Error running perpendicular-flap/fluid-openfoam in parallel #218

Open efirvida opened 3 years ago

efirvida commented 3 years ago

Hi, I'm trying to run this tutorial in parallel just using ` -parallel but always fail. I tried several configurations of decomposeParDict until I found that it only runs in parallel if I use this setting....

numberOfSubdomains 2;

method          simple;

    n               (2 1 1);
    delta           0.001;

I'm running the preCICE adapters built with EasyBuild and the easyconfigs that I have made see it here:, So I'm really don't know if I have a mistake in my easyconfigs or is a tutorial error.

I have plans to submit the easyconfigs to the main EasyBuild repo but to do it I have to be sure that they work, and then follow my research on FSI.

Another thing that may be important to say is that I'm using Fedora 34 and I have some problems building the foss-2020a toolchain due to Binutils 2.34 bug ( and I change the version of the Binutils to 2.36.1 and Bison to 3.7.6 to the whole toolchain, and that's the main reason of my branch here, I don't know if this introduces some bugs to the library.

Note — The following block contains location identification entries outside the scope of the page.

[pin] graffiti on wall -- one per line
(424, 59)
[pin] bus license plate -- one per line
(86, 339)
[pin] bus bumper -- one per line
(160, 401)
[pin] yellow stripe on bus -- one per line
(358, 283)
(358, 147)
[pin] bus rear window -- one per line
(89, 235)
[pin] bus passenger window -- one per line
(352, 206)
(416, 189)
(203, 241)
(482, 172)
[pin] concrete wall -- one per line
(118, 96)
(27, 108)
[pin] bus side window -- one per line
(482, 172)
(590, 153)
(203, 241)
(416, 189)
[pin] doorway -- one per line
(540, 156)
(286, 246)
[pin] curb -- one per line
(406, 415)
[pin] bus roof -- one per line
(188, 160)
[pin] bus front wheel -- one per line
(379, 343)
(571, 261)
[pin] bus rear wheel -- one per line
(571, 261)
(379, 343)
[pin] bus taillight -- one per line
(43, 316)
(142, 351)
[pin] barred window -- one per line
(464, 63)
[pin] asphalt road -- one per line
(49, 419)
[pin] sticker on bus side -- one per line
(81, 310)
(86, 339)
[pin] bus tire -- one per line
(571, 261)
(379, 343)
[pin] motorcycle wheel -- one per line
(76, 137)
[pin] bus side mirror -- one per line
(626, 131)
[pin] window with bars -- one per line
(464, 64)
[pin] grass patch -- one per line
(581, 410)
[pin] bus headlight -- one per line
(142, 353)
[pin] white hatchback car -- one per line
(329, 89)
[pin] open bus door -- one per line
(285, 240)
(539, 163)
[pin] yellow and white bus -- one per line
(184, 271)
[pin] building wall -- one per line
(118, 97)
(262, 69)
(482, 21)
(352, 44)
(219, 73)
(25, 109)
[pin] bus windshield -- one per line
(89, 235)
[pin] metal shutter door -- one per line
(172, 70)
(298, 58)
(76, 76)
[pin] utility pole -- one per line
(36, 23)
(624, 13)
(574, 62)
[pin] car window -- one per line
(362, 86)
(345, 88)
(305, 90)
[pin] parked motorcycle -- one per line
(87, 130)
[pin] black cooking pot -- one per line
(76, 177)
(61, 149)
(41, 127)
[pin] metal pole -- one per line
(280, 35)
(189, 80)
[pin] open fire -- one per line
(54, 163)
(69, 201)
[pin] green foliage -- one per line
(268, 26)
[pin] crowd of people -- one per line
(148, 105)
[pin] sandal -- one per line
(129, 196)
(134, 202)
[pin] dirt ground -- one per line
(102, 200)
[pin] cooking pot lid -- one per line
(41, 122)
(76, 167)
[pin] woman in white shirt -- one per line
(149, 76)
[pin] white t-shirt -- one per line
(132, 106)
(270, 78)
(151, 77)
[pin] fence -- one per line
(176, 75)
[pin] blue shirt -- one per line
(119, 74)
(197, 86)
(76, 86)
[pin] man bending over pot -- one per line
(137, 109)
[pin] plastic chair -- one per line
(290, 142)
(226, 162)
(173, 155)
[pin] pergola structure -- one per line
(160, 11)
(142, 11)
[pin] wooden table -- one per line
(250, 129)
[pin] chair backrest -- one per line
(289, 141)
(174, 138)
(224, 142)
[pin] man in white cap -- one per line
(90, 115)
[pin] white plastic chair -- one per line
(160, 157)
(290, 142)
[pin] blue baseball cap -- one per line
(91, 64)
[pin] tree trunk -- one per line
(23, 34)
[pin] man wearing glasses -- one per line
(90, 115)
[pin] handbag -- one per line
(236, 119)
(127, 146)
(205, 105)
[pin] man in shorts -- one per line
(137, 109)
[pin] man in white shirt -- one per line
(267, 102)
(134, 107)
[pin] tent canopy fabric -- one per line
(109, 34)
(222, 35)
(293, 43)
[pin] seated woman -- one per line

---[preciceAdapter] Loaded the OpenFOAM-preCICE adapter v1.0.0.
---[preciceAdapter] Reading preciceDict...
---[precice]  This is preCICE version 2.2.1
---[precice]  Revision info: no-info [Git failed/Not a repository]
---[precice]  Configuration: Release (Debug and Trace log unavailable)
---[precice]  Configuring preCICE with configuration "../precice-config.xml"
---[precice]  I am participant "Fluid"
---[precice]  Connecting Master to 3 Slaves
[2]PETSC ERROR: ------------------------------------------------------------------------
[2]PETSC ERROR: Caught signal number 11 SEGV: Segmentation Violation, probably memory access out of range
[2]PETSC ERROR: Try option -start_in_debugger or -on_error_attach_debugger
[2]PETSC ERROR: or see
[2]PETSC ERROR: or try on GNU/linux and Apple Mac OS X to find memory corruption errors
[2]PETSC ERROR: configure using --with-debugging=yes, recompile, link, and run 
[2]PETSC ERROR: to get more information on the crash.
[2]PETSC ERROR: User provided function() line 0 in  unknown file  
MPI_ABORT was invoked on rank 2 in communicator MPI_COMM_WORLD
with errorcode 59.

NOTE: invoking MPI_ABORT causes Open MPI to kill all MPI processes.
You may or may not see output from other processes, depending on
exactly when Open MPI kills them.
---[precice]  Setting up master communication to coupling partner/s
MakisH commented 3 years ago

I can reproduce this with OpenFOAM v2012 (installed from .deb) on Ubuntu 21.04, with preCICE v2.2.1 (built from source). My system has only two physical cores, and I use export OMPI_MCA_rmaps_base_oversubscribe=1 in my ~/.bashrc.

It does not seem to matter if the interface is "cut" by the parallel boundary:

Since people have used the OpenFOAM adapter with more ranks and since we have also ran e.g. the turek-hron-fsi3 case with 25 ranks, this should be specific to the tutorial or the system.

@efirvida how many physical & logical cores do you have on your system?

efirvida commented 3 years ago

@MakisH I'm running on a laptop with a i7-8650U, so I have 4 cores with 2 threads each, I test the old version of the tutorial rolling back the repository to the commit 5f4031fc7e45807dca787a525569b39a1909d2a3, and it works fine. I use the -oversubscribe too and testit up to 12 partitions, I haven't time to compare the tutorials to see what's different, and also I haven't much experience with preCICE yet, but the old version didn't fail on any of my tests.

davidscn commented 3 years ago

I think the crucial factor here is whether the master rank of OpenFOAM owns interface nodes or not. IIRC I had already a similar issue in the past. I'm still a bit puzzled whether the issue is triggered from the OpenFOAM side or from the preCICE side. I have some cases to test.. a workaround should still be given by this approach .

davidscn commented 3 years ago

I think it is an issue in the adapter rather than preCICE. Some corner cases with empty master ranks were fixed in the preCICE bugfix release v2.2.1. and IIRC I already ran empty master cases with other solver. I need to build the adapter in debug mode (CXX_FLAG='-g') to get more information here:

davidscn commented 3 years ago

I can confirm that I can successfully run test cases (no OpenFOAM) where the master rank is not located at the interface.